Executive Privilege 3E is out of the first foal produced by the KingRidge breeding program, a mare named Galaxy, and by Class Action.

Galaxy, who is by Aerobic, competed in the jumper ring but found her calling as a broodmare. “She’s a sweet horse and a nice jumper, but she kind of stalled at the preliminary level. She just didn’t have the scope to go on into the opens. We bred her, and we’ve got several really nice jumpers out of her,” Graham said.

KingRidge also stood Executive Privilege’s sire, Class Action, “but we ended up gelding him because he was too difficult to manage, and I didn’t want him to hurt somebody,” Graham said. “I sold him as an equitation horse a year ago.

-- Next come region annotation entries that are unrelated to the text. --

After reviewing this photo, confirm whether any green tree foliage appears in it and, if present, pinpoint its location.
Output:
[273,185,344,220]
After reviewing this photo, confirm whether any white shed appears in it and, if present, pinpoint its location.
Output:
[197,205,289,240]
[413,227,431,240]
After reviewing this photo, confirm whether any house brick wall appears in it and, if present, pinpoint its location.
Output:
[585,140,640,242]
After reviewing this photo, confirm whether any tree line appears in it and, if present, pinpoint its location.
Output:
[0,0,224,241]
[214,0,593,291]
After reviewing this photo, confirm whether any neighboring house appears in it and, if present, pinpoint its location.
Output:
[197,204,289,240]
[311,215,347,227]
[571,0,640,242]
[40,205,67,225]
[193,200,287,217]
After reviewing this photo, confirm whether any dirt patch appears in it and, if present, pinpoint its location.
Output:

He was an OK horse in the ring, but he wasn’t a superstar. He had a lot of scope, but I think the stallion thing affected his brain—he didn’t always focus the best.

“We tried to freeze [his semen], and we couldn’t get it to freeze,” he continued. “But now, I’ve got three or four jumpers coming into the grand prix ranks by him that are all stars. That’s the way it goes.”